The EUR 1 million (USD 1.1 million) deal represents Lamor’s entry into the Norwegian market.

"We are really pleased with this breakthrough in the Norwegian market. Norwegian aquaculture is highly concentrated, and shipping companies often own the entire operation chain, increasing the market potential for our advanced systems," Lamor Sales Manager Finn Nilsen said in a release. "Freshwater treatment is a very gentle and ecological way to remove parasites from salmon. It prevents the valuable food source and the resources used to grow it from being wasted."

- El Segundo, California U.S.A.-based aquaculture technology company Shinkei announced USD 6 million (EUR 5.6 million) in seed funding for the launch of its modern fish-processing system, which it describes as a full automation of the ike jime method of harvesting.

"The commercial fishing industry has enjoyed many technological advances over its long history, but we believe one of the biggest advances just arrived," Shinkei CEO Saif Khawaja said. "Enhancing the taste, shelf-life, and overall quality of harvested fish — while at the same time boosting sustainability and eliminating waste — is a win-win for fishermen, consumers, and every step of the supply chain in between. We're thrilled to be able to bring this incredible technology to an industry that has given the world so much."

The fundraising round was led by Cantos, with additional participation by 8VC, Impatient Ventures, Susa/Humba Ventures, Carya Venture Partners, Ravelin Capital, Red & Blue Ventures, Undeterred Capital, and others joining existing investors, the company said in a release.

"At Shinkei, we're focusing on how robotics can bring higher quality fish to consumers in a more sustainable way," Shinkei Vice President of Engineering Reed Ginsberg said. "This process naturally coincides with the toughest robotics problems the world is facing today. Here, we're realizing every roboticist's dream, navigating the convergence of clean-sheet mechanism design and precise motion control. We seamlessly integrate these elements with advanced autonomy and computer vision, driving innovation in the fishing industry one breakthrough at a time."

Shinkei's system is already used by LocalCoho, who sells to Yama Seafood, the purveyor of superior quality fish to Michelin-starred restaurants and fine dining establishments, it said.

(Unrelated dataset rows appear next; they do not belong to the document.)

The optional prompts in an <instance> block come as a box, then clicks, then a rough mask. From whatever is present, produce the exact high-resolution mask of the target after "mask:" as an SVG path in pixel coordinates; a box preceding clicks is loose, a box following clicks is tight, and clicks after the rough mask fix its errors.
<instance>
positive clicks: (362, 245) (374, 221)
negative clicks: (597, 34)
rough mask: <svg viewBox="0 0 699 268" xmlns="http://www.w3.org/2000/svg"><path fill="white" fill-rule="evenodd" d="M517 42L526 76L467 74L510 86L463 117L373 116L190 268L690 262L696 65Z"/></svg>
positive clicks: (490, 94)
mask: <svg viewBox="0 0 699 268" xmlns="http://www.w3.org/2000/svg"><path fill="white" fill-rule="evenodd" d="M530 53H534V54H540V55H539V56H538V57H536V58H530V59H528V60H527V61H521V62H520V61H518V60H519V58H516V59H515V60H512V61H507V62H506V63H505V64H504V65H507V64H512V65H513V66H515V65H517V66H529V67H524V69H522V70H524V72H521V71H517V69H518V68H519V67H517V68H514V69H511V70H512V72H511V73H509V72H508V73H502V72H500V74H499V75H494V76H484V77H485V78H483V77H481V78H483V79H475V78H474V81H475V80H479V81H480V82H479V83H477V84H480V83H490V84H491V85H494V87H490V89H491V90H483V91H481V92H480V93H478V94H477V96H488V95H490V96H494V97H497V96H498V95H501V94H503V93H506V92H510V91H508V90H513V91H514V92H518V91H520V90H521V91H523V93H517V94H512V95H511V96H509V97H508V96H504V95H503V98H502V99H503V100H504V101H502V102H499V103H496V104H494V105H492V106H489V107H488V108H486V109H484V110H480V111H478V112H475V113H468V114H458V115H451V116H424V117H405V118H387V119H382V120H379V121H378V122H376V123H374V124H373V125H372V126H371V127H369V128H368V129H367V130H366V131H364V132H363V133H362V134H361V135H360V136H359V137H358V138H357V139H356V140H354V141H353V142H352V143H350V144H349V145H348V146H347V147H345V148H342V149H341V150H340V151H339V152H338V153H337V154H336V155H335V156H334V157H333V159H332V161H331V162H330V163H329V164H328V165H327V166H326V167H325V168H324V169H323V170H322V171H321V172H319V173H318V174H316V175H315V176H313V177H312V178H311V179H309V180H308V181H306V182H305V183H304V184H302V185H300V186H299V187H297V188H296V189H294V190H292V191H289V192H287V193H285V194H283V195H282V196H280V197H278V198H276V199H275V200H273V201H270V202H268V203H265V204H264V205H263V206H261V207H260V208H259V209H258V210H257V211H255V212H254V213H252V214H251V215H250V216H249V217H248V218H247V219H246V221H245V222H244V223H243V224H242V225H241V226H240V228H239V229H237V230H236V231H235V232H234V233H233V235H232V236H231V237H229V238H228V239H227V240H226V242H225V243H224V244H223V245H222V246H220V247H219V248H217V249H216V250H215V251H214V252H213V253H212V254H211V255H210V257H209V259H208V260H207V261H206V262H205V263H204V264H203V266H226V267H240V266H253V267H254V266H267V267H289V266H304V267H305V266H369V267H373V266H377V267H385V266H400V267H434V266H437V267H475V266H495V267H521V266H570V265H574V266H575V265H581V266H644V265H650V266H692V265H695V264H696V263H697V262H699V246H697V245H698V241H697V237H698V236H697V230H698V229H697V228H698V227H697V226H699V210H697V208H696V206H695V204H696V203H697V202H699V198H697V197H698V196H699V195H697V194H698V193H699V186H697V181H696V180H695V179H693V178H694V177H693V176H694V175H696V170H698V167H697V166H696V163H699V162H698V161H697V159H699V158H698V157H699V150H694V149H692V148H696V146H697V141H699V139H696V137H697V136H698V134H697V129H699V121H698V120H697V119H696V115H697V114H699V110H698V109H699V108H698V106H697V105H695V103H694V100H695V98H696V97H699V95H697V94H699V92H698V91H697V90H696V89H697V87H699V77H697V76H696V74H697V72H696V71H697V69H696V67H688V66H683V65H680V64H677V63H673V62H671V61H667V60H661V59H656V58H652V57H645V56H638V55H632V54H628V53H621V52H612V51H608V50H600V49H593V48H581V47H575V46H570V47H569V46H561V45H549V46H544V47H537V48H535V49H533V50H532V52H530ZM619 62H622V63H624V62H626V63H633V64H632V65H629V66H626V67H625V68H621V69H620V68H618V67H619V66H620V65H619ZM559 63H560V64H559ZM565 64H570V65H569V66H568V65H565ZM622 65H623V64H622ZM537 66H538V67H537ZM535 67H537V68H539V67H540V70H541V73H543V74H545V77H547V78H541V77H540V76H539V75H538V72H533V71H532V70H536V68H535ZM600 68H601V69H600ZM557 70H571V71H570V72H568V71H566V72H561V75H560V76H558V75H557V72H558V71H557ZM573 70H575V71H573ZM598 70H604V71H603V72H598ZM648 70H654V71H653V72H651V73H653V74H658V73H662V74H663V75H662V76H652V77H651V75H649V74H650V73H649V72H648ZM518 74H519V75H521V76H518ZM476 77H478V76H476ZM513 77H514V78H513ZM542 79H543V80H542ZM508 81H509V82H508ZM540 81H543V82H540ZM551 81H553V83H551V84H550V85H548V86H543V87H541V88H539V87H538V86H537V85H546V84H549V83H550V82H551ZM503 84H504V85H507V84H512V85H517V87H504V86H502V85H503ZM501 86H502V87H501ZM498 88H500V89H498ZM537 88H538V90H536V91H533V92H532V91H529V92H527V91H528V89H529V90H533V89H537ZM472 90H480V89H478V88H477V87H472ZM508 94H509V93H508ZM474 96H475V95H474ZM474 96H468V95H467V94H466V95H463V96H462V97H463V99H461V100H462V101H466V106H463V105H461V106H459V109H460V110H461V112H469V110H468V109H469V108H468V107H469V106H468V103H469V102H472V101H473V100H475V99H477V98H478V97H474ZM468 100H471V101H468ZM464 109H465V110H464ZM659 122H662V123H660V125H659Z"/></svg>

"Shinkei's ike jime harvesting robot was critical for LocalCoho's expansion into new markets and sales channels," LocalCoho CEO Michael Fabbro said. "We're thrilled with the cutting-edge technology and support Shinkei has deployed at our farm. It's allowed us to not only meet humane harvesting criteria, but it's greatly improved fish quality. We've seen improvements in texture and shelf life, and now have a more consistent product as well. In addition, our target customers are much more inclined to buy fish that have been humanely harvested – especially fish that have been harvested using ike jime. Shinkei gives us a very unique point of differentiation in the market."